Unseen by anyone who mattered, they entered Salim's suite even as the morning sun was struggling to breach the horizon.
BARELY A HUNDRED METRES AWAY, UNEXPECTEDLY AROUSED BY
the sight of his beautiful wife lounging on their private patio, Mai cajoled her back into the room and onto the huge bed. For the next twenty minutes they romped with all the enthusiasm of newly weds. They were lost in the throes of passion when the two young American soldiers emerged from Salim's suite.
And that was why Mai neither saw them enter nor leave.
HOWEVER, MAI DID SEE THE WHIPCORD-THIN MAN WITH BLUE
eyes and white-blond hair who walked up to Salim's suite after breakfast.
Abraham Reis was an extremely reserved and soft-spoken man. He had been born with an innate sense of courtesy that had been nurtured and developed over the years by his father. His softness and politeness were somewhat tempered by the nature of his job as the senior maintenance manager at the new, soon to be inaugurated, BMO Field Stadium at the Exhibition Place in Toronto.
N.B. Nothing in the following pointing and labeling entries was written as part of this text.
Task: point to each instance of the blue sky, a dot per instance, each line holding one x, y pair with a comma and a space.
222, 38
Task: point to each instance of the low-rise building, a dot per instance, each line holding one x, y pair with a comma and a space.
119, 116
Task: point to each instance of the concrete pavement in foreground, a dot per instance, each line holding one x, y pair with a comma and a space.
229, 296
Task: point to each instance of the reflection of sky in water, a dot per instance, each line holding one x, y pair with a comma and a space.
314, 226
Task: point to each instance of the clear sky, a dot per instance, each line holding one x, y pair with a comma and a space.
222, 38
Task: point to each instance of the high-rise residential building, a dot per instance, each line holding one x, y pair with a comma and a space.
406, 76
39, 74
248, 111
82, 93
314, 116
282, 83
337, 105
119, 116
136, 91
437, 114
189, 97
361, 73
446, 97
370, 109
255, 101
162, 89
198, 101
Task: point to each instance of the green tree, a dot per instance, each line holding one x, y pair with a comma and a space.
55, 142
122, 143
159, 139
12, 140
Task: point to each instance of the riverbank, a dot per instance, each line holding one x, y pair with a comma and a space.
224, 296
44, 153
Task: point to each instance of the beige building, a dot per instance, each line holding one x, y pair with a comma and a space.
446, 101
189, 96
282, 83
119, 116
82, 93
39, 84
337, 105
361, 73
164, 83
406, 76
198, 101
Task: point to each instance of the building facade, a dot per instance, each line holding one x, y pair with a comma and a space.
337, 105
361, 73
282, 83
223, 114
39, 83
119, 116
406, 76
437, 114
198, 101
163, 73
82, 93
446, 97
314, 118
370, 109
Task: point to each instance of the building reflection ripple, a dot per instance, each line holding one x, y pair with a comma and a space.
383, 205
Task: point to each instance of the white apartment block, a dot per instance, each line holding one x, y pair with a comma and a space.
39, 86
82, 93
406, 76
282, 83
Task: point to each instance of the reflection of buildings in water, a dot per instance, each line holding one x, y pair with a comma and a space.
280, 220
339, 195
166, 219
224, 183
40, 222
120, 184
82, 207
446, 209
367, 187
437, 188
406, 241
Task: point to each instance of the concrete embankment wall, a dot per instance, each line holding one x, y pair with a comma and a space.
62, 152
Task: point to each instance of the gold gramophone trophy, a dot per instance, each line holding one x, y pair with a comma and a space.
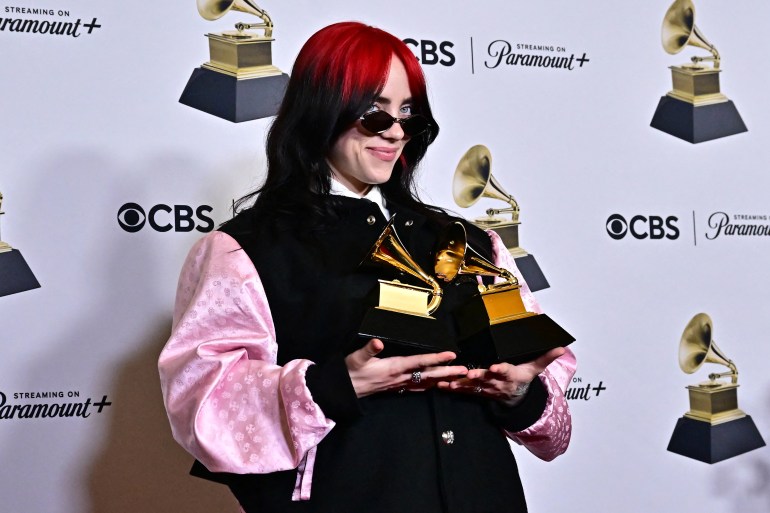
402, 319
695, 110
473, 180
239, 82
15, 274
714, 429
494, 326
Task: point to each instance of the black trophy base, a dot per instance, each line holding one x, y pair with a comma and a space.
532, 274
15, 274
697, 124
703, 442
518, 341
405, 334
235, 100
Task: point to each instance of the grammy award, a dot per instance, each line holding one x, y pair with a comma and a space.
473, 180
402, 318
695, 110
239, 82
494, 326
15, 274
714, 429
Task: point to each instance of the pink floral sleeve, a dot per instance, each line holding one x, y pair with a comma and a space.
550, 435
230, 405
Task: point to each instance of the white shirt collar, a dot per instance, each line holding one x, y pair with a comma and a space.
373, 194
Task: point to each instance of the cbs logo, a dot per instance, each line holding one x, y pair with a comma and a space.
431, 52
643, 227
164, 218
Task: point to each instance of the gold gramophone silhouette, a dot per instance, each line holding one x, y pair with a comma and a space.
239, 82
15, 274
714, 429
695, 109
403, 316
472, 181
494, 326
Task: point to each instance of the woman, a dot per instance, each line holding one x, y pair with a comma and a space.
262, 378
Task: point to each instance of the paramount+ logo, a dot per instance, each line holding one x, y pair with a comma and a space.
643, 227
430, 53
165, 218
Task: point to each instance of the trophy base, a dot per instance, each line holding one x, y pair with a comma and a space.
531, 272
697, 123
15, 274
509, 234
405, 334
709, 443
518, 341
232, 99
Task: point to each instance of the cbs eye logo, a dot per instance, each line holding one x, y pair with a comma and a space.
643, 227
164, 218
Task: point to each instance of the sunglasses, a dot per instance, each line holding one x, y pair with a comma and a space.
378, 121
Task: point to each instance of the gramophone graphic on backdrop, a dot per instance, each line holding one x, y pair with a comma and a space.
714, 429
239, 82
695, 110
15, 274
472, 181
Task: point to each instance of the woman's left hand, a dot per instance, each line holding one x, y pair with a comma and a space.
502, 381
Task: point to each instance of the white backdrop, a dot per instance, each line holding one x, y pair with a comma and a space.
91, 123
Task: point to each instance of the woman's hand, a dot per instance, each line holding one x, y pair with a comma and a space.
502, 381
370, 374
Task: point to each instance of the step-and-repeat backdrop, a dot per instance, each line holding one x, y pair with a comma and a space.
107, 181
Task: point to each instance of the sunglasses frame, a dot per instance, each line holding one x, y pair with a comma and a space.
393, 120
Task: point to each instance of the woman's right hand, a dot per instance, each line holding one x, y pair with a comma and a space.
370, 374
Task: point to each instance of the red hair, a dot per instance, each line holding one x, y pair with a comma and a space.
339, 72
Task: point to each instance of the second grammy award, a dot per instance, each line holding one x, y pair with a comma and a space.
402, 317
494, 326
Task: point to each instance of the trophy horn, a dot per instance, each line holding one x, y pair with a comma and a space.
454, 256
679, 30
390, 251
473, 179
215, 9
697, 347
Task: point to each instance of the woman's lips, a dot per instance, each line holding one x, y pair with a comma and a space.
383, 153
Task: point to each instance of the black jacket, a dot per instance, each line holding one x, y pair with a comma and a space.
388, 452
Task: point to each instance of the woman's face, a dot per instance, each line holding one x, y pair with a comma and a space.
360, 159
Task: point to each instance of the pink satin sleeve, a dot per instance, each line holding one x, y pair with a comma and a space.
229, 404
550, 435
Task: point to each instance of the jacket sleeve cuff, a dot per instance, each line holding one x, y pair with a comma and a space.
524, 414
329, 384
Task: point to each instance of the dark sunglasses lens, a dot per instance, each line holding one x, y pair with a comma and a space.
377, 121
414, 125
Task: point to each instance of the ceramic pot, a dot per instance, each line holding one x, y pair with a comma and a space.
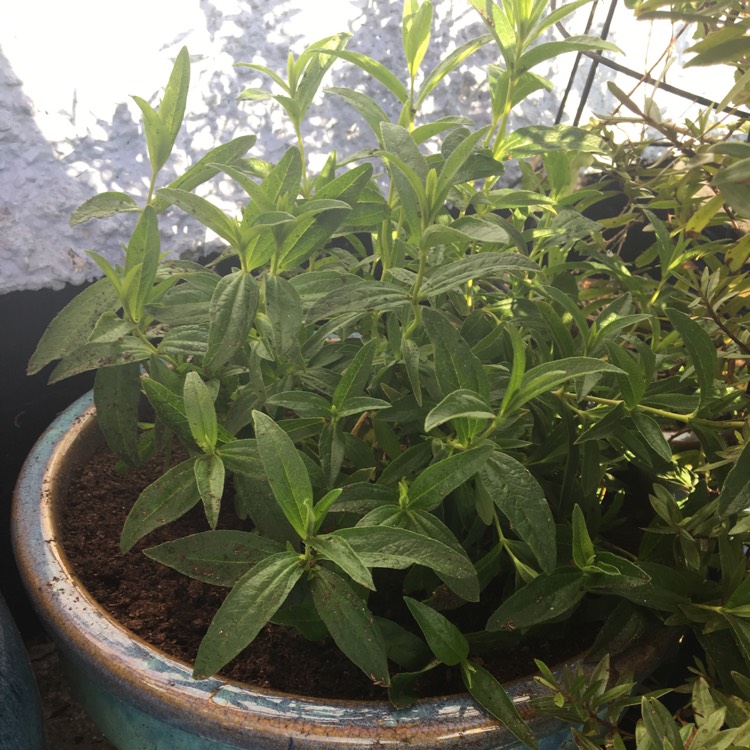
140, 698
21, 726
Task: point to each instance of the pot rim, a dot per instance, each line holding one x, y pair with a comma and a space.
222, 708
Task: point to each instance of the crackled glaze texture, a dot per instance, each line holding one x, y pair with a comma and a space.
142, 699
20, 713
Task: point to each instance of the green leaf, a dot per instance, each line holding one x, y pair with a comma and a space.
519, 496
429, 489
735, 492
363, 298
351, 625
397, 548
285, 470
460, 403
220, 557
583, 547
207, 166
204, 211
410, 354
545, 598
242, 457
356, 376
491, 695
375, 69
94, 355
246, 610
232, 312
415, 26
444, 639
533, 140
156, 135
543, 378
339, 551
200, 411
73, 324
359, 404
209, 478
548, 50
304, 403
117, 393
172, 106
700, 348
367, 107
481, 265
103, 206
165, 500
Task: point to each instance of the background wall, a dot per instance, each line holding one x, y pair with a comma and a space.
69, 130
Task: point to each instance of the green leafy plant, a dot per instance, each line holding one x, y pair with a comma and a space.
414, 376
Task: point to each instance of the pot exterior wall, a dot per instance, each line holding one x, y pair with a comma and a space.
21, 725
142, 699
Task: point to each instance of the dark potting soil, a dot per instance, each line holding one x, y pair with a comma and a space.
173, 612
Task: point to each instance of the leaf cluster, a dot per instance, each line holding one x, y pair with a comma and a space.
415, 378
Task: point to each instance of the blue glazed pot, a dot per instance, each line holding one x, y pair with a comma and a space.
144, 700
21, 725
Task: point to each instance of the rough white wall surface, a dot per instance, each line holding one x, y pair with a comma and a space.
69, 130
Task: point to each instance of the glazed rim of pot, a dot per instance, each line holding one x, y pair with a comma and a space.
144, 677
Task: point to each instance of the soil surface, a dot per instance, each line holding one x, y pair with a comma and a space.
173, 612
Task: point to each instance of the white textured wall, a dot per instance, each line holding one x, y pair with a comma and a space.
68, 129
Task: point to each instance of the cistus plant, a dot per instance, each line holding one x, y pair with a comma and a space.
416, 376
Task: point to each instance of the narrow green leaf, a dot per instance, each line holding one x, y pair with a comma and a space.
460, 403
700, 348
351, 625
285, 470
220, 557
73, 324
519, 496
545, 598
207, 166
491, 695
398, 548
172, 106
481, 265
339, 551
583, 547
410, 354
156, 134
200, 411
356, 376
117, 394
444, 639
204, 211
209, 478
429, 489
232, 312
242, 457
103, 206
304, 403
735, 492
165, 500
367, 107
543, 378
375, 69
95, 355
246, 610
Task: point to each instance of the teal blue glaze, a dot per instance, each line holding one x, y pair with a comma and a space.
143, 700
21, 725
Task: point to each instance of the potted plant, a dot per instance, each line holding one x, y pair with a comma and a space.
410, 380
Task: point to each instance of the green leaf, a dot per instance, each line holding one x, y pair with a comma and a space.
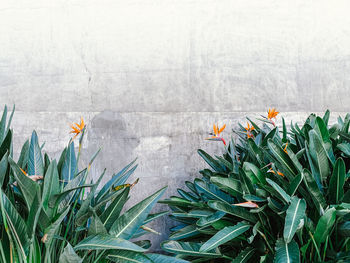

Despite this, he was known to be a pushover, one of the few managers whom his subordinates could rely on to fall for any old sob story and help them to change their shifts, or get that unplanned day off. Even people who did not report to him would often request him to speak to
their
managers. So almost anyone who worked at the new stadium was in some way or the other indebted to Reis.